Когда я был маленьким, то часто вел себя так. Наверное, подражал отцу. Или, может быть, сеньору Беренгеру. В данном случае «связи» – это одно чрезвычайно удачное воскресное утро на блошином рынке Сан-Антони. Там можно найти что угодно, потерянное во времени. От концертных платьев Жозефины Бейкер до посвященного Жерони Занне сборника стихов Жузепа Марии Лопеса-Пико. И тройной вкладыш «феррари» тоже, которого, как говорили, не было ни у одного мальчика в Барселоне. Изредка отец брал меня с собой на рынок, старался меня чем-нибудь занять, а сам беседовал с загадочными людьми с вечной сигареткой в углу рта, руками в карманах и беспокойным взглядом. Он записывал что-то таинственное в тетрадку, которая потом исчезала в каком-нибудь секретном кармане.

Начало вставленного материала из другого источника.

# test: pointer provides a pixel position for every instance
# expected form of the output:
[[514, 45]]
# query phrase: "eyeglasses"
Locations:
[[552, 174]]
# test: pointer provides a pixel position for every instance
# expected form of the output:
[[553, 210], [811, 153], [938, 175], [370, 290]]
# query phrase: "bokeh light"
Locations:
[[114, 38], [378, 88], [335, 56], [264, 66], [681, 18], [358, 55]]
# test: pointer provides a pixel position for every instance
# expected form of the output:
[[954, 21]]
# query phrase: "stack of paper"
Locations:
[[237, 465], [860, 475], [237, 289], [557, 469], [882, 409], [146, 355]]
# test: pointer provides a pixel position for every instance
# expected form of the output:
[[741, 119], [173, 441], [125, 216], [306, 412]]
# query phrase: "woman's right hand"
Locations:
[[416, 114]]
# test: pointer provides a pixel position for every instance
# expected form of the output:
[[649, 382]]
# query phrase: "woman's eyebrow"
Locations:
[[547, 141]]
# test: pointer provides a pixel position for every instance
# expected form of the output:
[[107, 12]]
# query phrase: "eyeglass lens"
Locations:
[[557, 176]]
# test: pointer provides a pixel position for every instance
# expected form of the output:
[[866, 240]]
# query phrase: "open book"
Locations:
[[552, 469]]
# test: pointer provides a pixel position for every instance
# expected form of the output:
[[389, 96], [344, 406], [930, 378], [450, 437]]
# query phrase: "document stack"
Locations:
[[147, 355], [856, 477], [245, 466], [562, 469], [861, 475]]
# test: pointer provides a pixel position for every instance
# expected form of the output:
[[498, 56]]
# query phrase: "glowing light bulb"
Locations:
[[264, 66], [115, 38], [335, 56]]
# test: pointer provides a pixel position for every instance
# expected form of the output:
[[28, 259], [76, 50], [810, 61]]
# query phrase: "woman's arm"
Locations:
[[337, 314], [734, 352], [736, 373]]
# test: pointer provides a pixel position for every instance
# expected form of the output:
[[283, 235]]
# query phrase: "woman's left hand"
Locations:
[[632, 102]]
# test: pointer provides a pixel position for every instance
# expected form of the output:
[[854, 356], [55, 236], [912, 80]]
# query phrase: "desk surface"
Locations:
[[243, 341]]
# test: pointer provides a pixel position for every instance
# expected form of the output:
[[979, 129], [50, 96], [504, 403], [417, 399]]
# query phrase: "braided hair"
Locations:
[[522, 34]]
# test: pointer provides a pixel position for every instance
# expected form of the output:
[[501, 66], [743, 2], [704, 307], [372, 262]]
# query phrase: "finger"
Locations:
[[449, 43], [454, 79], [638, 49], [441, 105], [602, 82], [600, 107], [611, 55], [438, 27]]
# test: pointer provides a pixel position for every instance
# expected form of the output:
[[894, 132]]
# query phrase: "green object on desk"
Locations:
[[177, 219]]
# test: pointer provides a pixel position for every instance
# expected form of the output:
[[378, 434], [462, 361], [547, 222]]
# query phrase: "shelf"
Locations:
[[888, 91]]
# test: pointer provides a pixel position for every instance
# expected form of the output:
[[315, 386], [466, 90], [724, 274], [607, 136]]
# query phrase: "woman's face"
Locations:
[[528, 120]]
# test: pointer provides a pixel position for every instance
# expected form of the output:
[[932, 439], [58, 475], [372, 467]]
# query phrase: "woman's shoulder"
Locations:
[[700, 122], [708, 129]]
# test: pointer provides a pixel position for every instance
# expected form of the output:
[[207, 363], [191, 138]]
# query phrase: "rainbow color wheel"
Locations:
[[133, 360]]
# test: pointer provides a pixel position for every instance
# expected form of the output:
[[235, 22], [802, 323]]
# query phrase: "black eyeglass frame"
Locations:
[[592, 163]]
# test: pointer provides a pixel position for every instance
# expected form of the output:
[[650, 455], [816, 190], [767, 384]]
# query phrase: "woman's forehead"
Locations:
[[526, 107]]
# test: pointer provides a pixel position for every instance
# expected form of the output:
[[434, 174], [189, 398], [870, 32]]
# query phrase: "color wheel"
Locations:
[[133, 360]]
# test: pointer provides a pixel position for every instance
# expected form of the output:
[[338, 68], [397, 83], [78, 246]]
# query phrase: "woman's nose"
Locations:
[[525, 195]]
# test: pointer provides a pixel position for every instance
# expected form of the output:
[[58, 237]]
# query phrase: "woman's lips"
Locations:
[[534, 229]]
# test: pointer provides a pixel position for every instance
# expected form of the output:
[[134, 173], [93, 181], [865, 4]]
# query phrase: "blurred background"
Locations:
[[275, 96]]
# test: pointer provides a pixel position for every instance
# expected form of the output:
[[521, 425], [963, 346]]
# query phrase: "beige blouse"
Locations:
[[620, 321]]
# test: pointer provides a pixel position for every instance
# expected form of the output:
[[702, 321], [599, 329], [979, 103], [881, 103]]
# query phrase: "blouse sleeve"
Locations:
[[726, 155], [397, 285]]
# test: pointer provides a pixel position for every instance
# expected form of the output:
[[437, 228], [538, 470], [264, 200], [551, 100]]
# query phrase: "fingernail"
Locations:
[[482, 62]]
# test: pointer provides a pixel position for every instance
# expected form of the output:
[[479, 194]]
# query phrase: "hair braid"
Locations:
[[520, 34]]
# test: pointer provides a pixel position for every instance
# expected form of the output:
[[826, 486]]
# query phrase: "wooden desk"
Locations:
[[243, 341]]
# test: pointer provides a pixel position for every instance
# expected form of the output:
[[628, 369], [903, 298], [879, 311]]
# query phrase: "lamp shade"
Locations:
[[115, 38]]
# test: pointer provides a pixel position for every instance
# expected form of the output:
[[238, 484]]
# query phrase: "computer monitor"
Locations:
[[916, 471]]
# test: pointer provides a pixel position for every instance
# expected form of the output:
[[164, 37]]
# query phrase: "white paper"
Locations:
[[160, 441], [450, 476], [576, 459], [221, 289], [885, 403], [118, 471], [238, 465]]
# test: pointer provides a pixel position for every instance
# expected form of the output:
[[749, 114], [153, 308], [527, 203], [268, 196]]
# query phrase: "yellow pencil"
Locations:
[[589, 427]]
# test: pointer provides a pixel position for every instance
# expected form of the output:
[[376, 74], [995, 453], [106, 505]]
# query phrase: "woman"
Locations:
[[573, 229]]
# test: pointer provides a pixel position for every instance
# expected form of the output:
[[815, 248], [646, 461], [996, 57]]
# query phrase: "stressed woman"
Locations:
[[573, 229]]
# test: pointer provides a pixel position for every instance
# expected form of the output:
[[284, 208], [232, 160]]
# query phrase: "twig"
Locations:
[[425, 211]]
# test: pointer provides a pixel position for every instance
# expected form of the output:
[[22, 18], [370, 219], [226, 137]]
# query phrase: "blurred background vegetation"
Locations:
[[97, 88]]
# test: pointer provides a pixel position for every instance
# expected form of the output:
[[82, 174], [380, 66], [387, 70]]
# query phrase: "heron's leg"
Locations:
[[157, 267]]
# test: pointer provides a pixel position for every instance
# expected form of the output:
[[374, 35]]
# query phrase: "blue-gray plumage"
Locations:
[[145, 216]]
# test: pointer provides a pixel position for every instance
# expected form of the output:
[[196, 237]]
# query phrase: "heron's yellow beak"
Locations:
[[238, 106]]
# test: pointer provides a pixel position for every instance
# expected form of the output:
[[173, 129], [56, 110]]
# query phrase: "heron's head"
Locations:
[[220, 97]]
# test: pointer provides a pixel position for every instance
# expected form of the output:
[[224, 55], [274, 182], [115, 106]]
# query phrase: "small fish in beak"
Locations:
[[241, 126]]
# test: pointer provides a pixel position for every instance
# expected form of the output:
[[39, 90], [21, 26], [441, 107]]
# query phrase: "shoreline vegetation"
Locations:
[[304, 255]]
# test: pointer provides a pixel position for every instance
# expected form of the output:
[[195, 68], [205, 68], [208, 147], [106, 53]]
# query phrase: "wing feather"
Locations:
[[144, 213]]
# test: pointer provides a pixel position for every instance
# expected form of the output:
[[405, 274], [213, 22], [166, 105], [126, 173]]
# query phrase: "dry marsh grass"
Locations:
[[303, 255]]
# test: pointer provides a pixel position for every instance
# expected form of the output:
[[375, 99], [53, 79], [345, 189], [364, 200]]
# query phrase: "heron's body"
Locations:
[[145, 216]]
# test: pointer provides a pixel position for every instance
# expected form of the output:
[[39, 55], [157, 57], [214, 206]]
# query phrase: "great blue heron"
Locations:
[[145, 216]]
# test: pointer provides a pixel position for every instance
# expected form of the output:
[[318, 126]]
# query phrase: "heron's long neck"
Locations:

Тяжело вздохнув, они захлопнули альбом. Они должны были терпеливо ждать, сидя в комнате, как в засаде. Нужно было о чем-нибудь говорить, чтобы не сидеть молча. Поэтому Бернат решил спросить о том, что давно не давало ему покоя, но о чем лучше было не спрашивать, потому что дома ему сказали: лучше не поднимай эту тему, Бернат. Но он решился спросить:
– Как это так, что ты не ходишь на мессу?
– У меня есть разрешение.
– От кого? От Бога?
– Нет, от падре Англады.
– Ни фига себе! А почему все-таки ты не ходишь на мессу?
– Я не христианин.
– Вот черт! – Растерянное молчание. – А разве можно не быть христианином?
– Наверное. Я же не христианин.
– Но что ты тогда? Буддист? Японец? Коммунист? А?
– Я ничто.
– Разве можно быть ничем?
Я никогда не знал ответа на этот вопрос, вставший передо мной в детстве и наводивший на меня тоску. Разве можно быть ничем? Я стану ничем. Стану подобным нолю, который не является ни натуральным числом, ни целым, ни рациональным, ни вещественным, ни комплексным? Подобным нейтральному элементу среди целых чисел? Я полагаю, что и того хуже: когда меня не станет, я перестану быть необходимым, если я вообще необходим.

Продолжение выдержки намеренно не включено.